Teenage Gambling: Addiction, Facts and Useful Information

Whether it’s with their friends at parties, on the Internet, or at school, millions of teenagers are taking up an ever-more-accessible national past time – gambling. Quite a bit of the action is small-time; dice games, playing cards, and lottery tickets. However, the long term stakes are high because many who start gambling at a young age run the risk of developing addiction problems (Teenage Gambling Raises Concerns).

Regional surveys are finding that more than 30 percent of all high school students gamble periodically and one in three high school students gamble on a regular basis, according to the National Academy of Sciences. Poker has moved from the smoke-filled back rooms of yesterday to the suburban living rooms and basements of today. Many of the players aren’t rough housing grownups chomping cigars, but teenagers who have too much time on their hands. One current fad is an old game that’s been refreshed for television: no-limit Texas hold’em in which a player can bet all of his money in one risky move. The game has the drama needed to hold a TV audience and to electrify thrill-seeking teenagers. (Teenage Gambling).

For the past few years teenage gambling has been increasing at an exponential rate. Some of the contributing factors include: family members who gamble, peers, television programs that display poker tournaments, skillful advertising from gambling establishments, and the Internet. One teen said, “My wallet was just full of cash. I mean, what greater feeling is it when you’ve got all this money. I began calling in sick at work and not showing up to my classes. Before I knew it, I was in debt and my life was spiraling out of control.”

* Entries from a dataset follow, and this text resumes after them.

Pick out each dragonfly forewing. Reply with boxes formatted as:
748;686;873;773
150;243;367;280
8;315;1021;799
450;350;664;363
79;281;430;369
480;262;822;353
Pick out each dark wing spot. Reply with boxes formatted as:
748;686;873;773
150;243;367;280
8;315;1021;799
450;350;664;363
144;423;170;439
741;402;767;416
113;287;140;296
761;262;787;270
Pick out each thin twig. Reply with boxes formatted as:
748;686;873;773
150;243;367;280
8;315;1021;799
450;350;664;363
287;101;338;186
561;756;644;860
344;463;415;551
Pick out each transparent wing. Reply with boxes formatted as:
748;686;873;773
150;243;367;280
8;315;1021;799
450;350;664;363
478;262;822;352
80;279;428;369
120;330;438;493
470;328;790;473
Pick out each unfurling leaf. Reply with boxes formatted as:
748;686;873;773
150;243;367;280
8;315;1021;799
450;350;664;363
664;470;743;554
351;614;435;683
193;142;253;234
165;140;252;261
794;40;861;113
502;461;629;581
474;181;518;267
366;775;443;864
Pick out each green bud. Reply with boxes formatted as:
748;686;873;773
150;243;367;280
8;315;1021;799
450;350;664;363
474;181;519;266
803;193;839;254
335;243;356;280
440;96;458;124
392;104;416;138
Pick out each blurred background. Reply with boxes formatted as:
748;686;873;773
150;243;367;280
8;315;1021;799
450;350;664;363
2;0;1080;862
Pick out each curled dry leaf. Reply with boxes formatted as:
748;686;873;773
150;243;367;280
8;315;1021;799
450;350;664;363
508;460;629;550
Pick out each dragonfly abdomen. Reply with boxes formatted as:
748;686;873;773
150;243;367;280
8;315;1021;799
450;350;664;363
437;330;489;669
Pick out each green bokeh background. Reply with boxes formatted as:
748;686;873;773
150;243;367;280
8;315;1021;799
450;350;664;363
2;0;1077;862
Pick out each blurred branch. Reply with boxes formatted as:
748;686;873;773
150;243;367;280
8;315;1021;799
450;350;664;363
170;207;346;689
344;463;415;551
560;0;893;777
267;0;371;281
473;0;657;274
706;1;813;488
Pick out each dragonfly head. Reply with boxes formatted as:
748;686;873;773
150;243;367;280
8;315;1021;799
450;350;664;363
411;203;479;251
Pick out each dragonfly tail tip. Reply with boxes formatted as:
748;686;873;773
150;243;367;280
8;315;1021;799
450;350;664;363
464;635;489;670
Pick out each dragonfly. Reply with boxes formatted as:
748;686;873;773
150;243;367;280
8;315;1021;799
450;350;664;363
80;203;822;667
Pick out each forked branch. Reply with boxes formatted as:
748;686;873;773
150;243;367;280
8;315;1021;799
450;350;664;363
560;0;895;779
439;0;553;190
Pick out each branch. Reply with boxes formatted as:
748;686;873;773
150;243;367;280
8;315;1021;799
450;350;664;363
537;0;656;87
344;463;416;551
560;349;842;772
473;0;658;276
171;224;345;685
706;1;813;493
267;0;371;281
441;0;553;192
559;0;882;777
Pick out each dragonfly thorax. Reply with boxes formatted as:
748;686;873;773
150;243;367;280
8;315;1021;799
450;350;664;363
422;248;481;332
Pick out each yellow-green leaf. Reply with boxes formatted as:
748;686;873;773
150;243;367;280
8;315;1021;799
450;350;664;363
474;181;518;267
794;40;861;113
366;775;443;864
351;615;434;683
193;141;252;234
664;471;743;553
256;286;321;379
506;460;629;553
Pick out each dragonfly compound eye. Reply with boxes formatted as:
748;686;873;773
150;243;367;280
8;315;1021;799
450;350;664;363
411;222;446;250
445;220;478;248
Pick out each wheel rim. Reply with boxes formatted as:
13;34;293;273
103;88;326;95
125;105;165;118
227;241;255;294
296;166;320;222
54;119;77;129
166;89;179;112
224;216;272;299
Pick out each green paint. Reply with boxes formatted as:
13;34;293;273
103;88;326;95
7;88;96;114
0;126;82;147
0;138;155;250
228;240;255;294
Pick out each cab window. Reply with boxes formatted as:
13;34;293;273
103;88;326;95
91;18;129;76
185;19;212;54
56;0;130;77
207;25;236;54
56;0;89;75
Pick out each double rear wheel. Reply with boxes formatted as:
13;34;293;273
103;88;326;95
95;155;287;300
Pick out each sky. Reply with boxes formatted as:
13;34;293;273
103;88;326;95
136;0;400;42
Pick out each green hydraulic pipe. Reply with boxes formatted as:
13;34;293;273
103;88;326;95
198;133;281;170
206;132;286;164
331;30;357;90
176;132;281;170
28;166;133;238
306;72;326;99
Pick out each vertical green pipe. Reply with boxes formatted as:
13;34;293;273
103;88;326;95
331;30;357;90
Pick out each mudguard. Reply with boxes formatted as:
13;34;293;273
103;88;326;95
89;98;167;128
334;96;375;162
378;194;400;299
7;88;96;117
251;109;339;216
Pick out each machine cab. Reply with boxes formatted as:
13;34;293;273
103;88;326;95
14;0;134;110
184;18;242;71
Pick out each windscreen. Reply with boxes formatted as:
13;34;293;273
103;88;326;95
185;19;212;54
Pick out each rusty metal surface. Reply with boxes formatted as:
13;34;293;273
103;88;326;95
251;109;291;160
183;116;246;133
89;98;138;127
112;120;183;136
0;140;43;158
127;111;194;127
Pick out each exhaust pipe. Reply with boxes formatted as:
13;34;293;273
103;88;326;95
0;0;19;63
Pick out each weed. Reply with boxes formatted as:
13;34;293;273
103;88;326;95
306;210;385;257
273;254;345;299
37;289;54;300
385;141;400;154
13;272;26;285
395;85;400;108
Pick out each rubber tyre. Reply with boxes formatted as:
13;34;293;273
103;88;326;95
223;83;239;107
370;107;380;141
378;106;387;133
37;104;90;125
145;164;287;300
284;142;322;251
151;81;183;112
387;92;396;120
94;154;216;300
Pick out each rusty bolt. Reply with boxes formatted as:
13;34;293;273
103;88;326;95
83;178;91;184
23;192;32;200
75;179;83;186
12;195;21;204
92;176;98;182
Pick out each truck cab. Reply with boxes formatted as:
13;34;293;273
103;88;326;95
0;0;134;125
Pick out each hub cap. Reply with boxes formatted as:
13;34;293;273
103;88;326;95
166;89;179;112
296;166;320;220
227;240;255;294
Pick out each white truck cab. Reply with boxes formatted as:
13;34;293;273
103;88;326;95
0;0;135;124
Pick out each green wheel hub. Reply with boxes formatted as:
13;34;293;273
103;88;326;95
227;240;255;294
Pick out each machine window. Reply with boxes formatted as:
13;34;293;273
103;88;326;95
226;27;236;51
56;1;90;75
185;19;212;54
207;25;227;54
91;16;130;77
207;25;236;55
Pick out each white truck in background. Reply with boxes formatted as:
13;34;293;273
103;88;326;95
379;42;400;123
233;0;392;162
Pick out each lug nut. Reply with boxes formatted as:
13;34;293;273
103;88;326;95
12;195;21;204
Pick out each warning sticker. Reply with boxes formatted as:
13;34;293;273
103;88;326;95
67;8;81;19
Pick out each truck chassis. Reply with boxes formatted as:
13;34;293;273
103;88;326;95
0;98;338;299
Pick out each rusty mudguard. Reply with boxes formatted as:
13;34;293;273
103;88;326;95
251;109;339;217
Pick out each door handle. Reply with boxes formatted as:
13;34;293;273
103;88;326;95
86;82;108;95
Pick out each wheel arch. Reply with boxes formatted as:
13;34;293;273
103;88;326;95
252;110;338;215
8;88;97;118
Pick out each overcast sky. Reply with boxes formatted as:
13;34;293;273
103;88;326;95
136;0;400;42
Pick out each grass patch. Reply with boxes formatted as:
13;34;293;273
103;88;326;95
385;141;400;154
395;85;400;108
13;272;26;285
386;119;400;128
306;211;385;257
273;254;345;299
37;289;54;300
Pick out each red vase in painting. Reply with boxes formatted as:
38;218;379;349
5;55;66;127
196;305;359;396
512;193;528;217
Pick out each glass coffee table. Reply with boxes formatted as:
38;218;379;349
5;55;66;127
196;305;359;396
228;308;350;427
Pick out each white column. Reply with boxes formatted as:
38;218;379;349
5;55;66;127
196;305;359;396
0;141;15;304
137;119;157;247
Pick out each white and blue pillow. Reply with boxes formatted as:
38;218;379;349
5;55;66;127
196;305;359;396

This is the first generation of kids growing up when gambling is legal and available nationwide. A recent survey in Delaware found that teens who gambled were much more likely that other teens to smoke, drink alcohol, use illegal drugs, and commit petty crimes. Most casinos try to keep underage gamblers off their premises, but enforcement is a big challenge and most teens find it quite easy to sneak in.

The International Center for Youth Gambling Problems is focusing on gambling trend – what they found is that gambling problems afflict up to 8 percent of young gamblers. Adult gambling addicts might seek help when they realize their job, finances, or marriage are in jeopardy, but teens are less likely to do so.

The Internet provides the holy trinity of risk factors – immediate access, anonymity, and with the use of a credit card, the ability to gamble with money that teens don’t really have. Teenagers that have been negatively affected by gambling addiction exhibit signs of self destructive behavior and an apathetic view towards school. “I had access to my parent’s $5000.00 vacation fund at the bank and I took it out and gambled it. I don’t know why I did it. As I was drawing the money out of the bank, I felt like a bullet was going through me. I lost all $5000.00 in one night. I remember leaving the casino at around 2:00 in the morning just bawling my eyes out.” Many teens are under the impression that they can turn around a losing streak by playing “just one more game” or that if they keep playing they can win and cover their losses before their parents find out (Stop Teenage Gambling).

Helping teens curtail out of control gambling by educating them in the classroom and at home can be a very effective deterrent. Teens need to be educated that gambling is not “just playing a game” and that the consequences of losing control can add up to devastating financial and emotional losses.